The M2DC IoT appliance is on the road
Jan. 15, 2019, 9:12 a.m.
Authors: Nicholas Mainardi, Michele Zanella, Francesca Micol Rossi, William Fornaciari (POLIMI), Luca Ceva (VOD)
Analytic applications extracting valuable knowledge from big amount of data collected by IoT devices are already becoming pivotal to data centres. In particular, the use of these applications in the automotive domain is expected to grow vastly in the next few years. 20% of the circulating cars will be connected vehicles by 2020 and this number will double by 2024. This makes the market of automotive telematics viable, paving the way for the adoption of a large number of different applications. Consequently, the market space for fleet management and added value services will skyrocket, with a compound annual growth rate of 65%.
In this scenario, Vodafone Automotive’s vision consists in delivering connected car services to the automotive and insurance industries. In particular, Vodafone Automotive Telematics is the business unit supplying services and developing telematics infrastructure for the automotive industry and the insurance business. Vodafone Automotive Telematics designs telematic services and offers assistance in case of accident and vehicle theft. It also provides useful insights to reduce the costs linked to the vehicles and it offers services based on driving behaviour indicators.
Technical details on the Appliance
One of the analyses Vodafone Automotive Telematics is interested in, concerns the problem of identifying the number of people usually driving a vehicle. This analysis is based on data collected by on-board devices, similar to the ones showed in the picture above. The IoT appliance implements a data analytics process, or workflow, specifically designed by POLIMI to tackle this problem.
An appealing feature of this workflow is its ability to perform driver identification by using data which can be collected without employing invasive methodologies, i.e. without connecting to vehicle’s Electronic Computer Board (ECB) or CAN bus. POLIMI received data collected on real vehicles by Vodafone Automotive Telematics. The idea of POLIMI workflow is to represent a trip with a set of features characterising the driving style. As trips of the same driver are expected to be similar with each other, they could form a cluster. In this context, the workflow estimates the number of usual drivers as the number of clusters found in the set of trips of the same vehicle.
Given that there is no need to specify the number of clusters to be formed in advance, the M2DC team decided to employ density-based clustering approach, and in particular, the dbscan algorithm.
The R environment in place
The aforementioned workflow is implemented with the R programming language to enhance the portability of the solution.
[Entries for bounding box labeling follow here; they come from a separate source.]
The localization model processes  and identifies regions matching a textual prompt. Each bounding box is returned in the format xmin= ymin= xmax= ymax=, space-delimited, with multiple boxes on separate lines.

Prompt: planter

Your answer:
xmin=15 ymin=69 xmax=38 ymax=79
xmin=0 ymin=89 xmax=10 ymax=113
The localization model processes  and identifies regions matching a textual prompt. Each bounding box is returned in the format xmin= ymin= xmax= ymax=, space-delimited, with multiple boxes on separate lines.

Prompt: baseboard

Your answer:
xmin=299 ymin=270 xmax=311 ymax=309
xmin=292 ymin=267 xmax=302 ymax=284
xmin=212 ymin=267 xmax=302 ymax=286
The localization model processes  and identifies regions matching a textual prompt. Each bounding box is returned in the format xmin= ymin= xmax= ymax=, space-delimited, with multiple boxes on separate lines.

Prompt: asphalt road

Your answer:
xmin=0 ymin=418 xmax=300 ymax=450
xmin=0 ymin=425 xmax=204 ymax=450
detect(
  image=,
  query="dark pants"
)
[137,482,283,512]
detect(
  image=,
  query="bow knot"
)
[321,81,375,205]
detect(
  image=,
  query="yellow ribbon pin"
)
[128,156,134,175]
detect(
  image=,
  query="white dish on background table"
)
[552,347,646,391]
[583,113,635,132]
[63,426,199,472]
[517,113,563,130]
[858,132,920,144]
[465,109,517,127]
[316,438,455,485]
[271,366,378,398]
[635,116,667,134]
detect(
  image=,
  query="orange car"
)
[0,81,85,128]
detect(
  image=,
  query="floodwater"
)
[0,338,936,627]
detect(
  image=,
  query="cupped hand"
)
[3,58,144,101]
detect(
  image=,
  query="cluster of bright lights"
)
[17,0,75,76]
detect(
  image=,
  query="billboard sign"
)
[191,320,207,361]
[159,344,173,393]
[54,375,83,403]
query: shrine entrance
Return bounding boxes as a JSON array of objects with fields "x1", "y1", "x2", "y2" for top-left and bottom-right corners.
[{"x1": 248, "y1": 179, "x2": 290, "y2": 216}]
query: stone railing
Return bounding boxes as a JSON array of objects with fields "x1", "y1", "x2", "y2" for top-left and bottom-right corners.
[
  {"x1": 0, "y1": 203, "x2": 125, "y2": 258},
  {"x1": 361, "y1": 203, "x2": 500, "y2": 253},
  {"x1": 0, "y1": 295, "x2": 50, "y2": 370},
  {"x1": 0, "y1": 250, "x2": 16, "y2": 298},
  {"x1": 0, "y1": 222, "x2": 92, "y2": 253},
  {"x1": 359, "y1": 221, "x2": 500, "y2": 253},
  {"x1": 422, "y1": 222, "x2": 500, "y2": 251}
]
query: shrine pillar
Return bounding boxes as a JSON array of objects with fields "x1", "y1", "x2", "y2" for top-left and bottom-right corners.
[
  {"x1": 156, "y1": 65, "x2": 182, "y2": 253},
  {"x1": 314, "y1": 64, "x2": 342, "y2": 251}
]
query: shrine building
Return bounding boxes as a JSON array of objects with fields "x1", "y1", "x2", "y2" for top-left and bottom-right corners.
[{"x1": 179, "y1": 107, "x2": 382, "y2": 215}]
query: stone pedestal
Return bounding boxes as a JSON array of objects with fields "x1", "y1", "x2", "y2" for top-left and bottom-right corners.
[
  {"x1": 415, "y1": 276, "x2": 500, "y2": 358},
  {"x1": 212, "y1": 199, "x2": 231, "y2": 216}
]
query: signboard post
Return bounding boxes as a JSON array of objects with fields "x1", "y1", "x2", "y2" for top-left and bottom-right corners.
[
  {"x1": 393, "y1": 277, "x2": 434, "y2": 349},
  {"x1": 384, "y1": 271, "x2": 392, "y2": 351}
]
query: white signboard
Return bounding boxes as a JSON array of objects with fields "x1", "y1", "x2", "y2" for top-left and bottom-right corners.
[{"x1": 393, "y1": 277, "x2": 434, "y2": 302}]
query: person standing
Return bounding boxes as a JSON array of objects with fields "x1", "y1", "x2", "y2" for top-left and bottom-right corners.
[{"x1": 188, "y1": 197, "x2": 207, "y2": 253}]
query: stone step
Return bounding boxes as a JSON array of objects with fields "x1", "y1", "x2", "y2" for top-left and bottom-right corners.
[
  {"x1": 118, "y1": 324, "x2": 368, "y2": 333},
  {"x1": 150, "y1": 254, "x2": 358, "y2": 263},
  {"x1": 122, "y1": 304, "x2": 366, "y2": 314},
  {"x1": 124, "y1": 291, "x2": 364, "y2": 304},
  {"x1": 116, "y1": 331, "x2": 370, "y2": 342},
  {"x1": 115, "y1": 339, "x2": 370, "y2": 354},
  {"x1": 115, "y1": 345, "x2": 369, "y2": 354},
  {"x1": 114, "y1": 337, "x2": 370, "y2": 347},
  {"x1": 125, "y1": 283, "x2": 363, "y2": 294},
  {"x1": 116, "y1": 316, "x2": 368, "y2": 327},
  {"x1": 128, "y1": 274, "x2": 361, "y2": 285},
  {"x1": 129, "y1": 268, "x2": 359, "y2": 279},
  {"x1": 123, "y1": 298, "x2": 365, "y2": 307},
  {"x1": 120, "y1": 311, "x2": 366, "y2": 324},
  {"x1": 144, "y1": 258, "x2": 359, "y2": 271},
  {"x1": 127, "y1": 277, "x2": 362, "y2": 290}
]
The IoT appliance will embody an accelerated version of it, deployed on the M2DC infrastructure, hinging upon a specific R compilation toolchain developed by AS+ Groupe Eolen.
AS+ toolchain addresses the state-of-the-art limitations by providing a full compiler from R to machine code. This also targets heterogeneous architectures, including GPUs, providing transparent compilation with direct support of data flow runtime. Lastly, it can take into account parallel constructs in its intermediate representation.
In summary, as shown by the Figure below, the full toolchain and runtime support is designed as a modular framework by leveraging the modular property of LLVM based compilers
The data processed by the IoT appliance concerns the driver’s personal behavior (e.g. speed infringements and GPS locations). Therefore, if these data is stored on a remote server, protecting their confidentiality against possible security breaches needs to be guaranteed. To this extent, the IoT appliance embodies an encryption layer, which allows the storage of sensitive data in an encrypted form on the remote server.
The IoT appliance will employ an energy-efficient high throughput cryptographic implementation designed in the context of the M2DC project. This implementation is an FPGA OpenCL based accelerator for symmetric encryption primitives, providing efficient implementations for several cryptographic algorithms, including the well-known AES algorithm. Specifically, for the encryption acceleration, the appliance will include an FPGA module based on the Altera Stratix 10 SX2 series.
The experimental results confirmed the accuracy of the M2DC workflow. Indeed, the workflow identifies more than one driver in around 10% of the vehicles, which is in line with the average number of drivers per vehicle in the area where the data were collected.
From a performance point of view, the M2DC team has already evaluated a single core unoptimized R implementation of the proposed workflow. The results show that the current application is able to cluster the data related to a vehicle with 500.000 trips in approximately 3 minutes. Since performing this analysis on thousands of vehicles would require several days of computation, accelerating this application with the R compiler will be useful to significantly reduce the time needed for this computation. For the latter case, the appliance will include a GPU kernel, which will be exploited through the use of a customised R implementation, performing data analytics computation of our workflow.